Wednesday, 1 March 2017

Beery times in old London town

We’ve a beery few weeks in London right now. Last week was Craft Beer Rising, where I had a great time discussing the state of the industry with various of the excellent brewers there – more about that in what’s planned to be a series of future blog posts.

Then next week is North London CAMRA’s London Drinker Beer Festival, and the week after that is DrinkUp.London’s London Beer Week*. The latter, which runs from Monday 13th ot Sunday 19th March, seems to have split up with Craft Beer Rising – last year CBR was the anchor event for LBW, but this year they’re separate events. Oh, and earlier in February was the trade show Pub17 which I didn’t get to this year, but by all accounts it’s developing more and more of a craft beer flavour.

London Drinker is going to be interesting this year, as for the first time it will feature only London real ales – the last couple of years it’s had a London bar, but at least half the beers were from elsewhere in the country. Now, with almost 100 breweries active in the capital it can showcase the best beer it has to offer, whether in cask, keg, bottle or potentially can. There is even going to be a Champion Beer of London competition.

Meanwhile, London Beer Week has moved this year from Brick Lane’s Old Truman Brewery (where Craft Beer Rising has just taken place) to Hackney’s Oval Space (the venue for last year’s London Craft Beer Festival, but that’s moving to Shoreditch this year). As well as brewery-run events, DrinkUp.London is running its own three-day festival at Oval Space, called the Beer Edit. Confused yet?

I’m looking forward to the Beer Edit, albeit with some guarded scepticism! That’s because there’s no beer list for it yet that I’ve seen, just mentions of some of the “brands” taking part – and so far they’re all big ones from outside London, but then this is a week of beer in London, not necessarily of London.

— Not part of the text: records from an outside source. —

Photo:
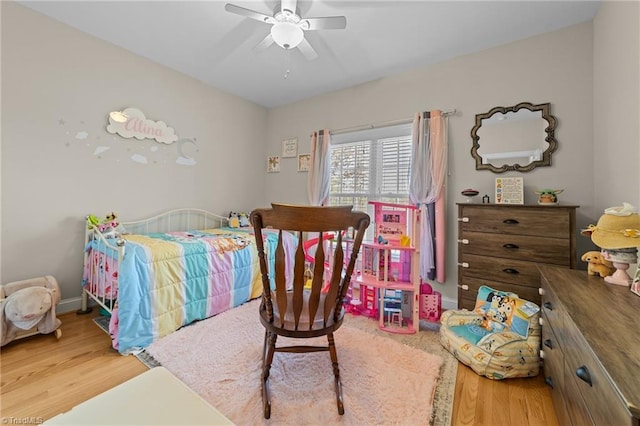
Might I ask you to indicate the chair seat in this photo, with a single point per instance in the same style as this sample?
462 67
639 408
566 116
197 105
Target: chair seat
303 325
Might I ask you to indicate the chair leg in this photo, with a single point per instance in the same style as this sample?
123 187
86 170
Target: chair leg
267 359
336 372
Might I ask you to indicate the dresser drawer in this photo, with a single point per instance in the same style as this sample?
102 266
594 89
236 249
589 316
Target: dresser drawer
552 357
576 409
533 249
469 289
537 222
553 313
502 270
598 393
553 368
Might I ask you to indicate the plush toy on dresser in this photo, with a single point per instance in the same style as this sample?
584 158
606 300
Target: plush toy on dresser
28 307
597 264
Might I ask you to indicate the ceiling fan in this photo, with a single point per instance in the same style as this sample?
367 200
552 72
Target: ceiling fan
287 27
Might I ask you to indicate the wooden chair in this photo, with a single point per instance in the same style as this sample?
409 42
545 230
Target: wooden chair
291 310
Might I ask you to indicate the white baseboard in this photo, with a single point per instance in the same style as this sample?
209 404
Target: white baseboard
71 305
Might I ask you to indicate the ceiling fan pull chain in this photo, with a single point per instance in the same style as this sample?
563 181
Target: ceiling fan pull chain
287 62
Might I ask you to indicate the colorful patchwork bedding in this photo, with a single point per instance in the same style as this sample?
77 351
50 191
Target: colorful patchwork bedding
167 280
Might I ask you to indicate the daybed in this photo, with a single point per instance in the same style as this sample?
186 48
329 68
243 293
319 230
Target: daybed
168 271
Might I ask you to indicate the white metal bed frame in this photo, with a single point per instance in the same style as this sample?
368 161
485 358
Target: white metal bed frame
186 219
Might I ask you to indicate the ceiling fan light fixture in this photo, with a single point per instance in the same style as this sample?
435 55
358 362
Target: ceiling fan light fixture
286 34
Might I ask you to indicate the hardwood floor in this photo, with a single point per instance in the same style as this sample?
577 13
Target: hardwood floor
42 377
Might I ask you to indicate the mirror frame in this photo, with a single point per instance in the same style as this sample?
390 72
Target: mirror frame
549 130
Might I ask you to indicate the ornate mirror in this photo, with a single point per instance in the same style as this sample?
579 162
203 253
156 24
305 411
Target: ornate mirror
518 138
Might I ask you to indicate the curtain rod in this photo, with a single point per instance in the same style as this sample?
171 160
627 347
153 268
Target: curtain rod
383 124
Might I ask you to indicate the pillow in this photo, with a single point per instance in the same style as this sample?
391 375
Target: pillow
234 221
504 311
244 219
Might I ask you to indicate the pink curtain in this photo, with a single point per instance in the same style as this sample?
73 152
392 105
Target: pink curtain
320 169
427 187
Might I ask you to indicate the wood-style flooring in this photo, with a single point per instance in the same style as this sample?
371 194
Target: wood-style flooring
42 377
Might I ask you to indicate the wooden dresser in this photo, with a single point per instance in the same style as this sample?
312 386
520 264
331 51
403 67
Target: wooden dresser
500 245
590 348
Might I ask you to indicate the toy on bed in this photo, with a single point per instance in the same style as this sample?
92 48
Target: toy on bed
28 307
238 219
109 227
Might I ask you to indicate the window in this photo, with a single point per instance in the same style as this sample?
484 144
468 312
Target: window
371 165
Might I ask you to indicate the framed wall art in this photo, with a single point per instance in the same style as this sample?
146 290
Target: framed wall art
273 164
290 147
304 161
509 191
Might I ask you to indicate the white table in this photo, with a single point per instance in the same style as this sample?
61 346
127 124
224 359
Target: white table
156 397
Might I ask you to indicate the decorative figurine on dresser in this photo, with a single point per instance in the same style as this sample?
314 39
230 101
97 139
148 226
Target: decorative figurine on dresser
500 245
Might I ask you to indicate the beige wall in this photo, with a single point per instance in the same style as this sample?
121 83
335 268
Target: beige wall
51 179
554 67
616 105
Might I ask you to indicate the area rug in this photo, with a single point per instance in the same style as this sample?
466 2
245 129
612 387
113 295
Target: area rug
387 378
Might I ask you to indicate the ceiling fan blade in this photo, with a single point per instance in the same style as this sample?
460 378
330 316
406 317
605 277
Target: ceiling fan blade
266 42
306 50
289 5
326 23
249 13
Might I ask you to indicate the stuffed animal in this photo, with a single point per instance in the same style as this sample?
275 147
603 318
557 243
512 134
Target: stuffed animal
109 227
26 305
244 219
548 196
234 221
597 264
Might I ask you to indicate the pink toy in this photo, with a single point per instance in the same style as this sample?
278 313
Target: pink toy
430 303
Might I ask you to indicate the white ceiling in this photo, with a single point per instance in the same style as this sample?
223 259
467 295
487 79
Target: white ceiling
202 40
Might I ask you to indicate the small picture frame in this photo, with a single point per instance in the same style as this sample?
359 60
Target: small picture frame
290 147
273 164
509 191
304 161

Sharp’s and Guinness are headlining again, both of them put on a good show last year and look set to repeat that this year. Sharp’s will again have a full range of beers including a couple of specials, plus a beer and food matching experience, while Guinness will once more feature unusual beers from its Open Gate Brewery, which is the former pilot brewery at Dublin’s St James’ Gate now operating as an experimental craft brewpub. Beyond that we’re promised Czech Staropramen (a MolsonCoors brand, like Sharp’s) and Pabst Blue Ribbon, which is an American lager that was for a while ‘ironically cool’.

Some of the other London Beer Week events look both more local and rather excellent. For example, the rickshaw beer tours which take you to three different London breweries or taprooms, with a beer at each. They’re sponsored by Jameson’s, which is promoting its whiskey aged in stout barrels (if I remember rightly, this is Franciscan Well Shandon Stout – the brewery then takes Jameson whiskey barrels and ages beer in them!), so they’re only £10 per person.

There’s also a Courage-themed walking tour which visits both the site of the legendary brewery near Tower Bridge, and the new Southwark Brewery which is producing special Courage SE1 cask ales. And there’s a bunch of bars doing LBW specials such as beer cocktails – see the Beer Week website for details.

All in all it’s a great time for beer in London, as befits what was once – and may yet be again – the greatest brewing city in the world. Have fun!


*not to be confused with London Beer City week in August, which is when London Craft Beer Festival and the Great British Beer Festival take place.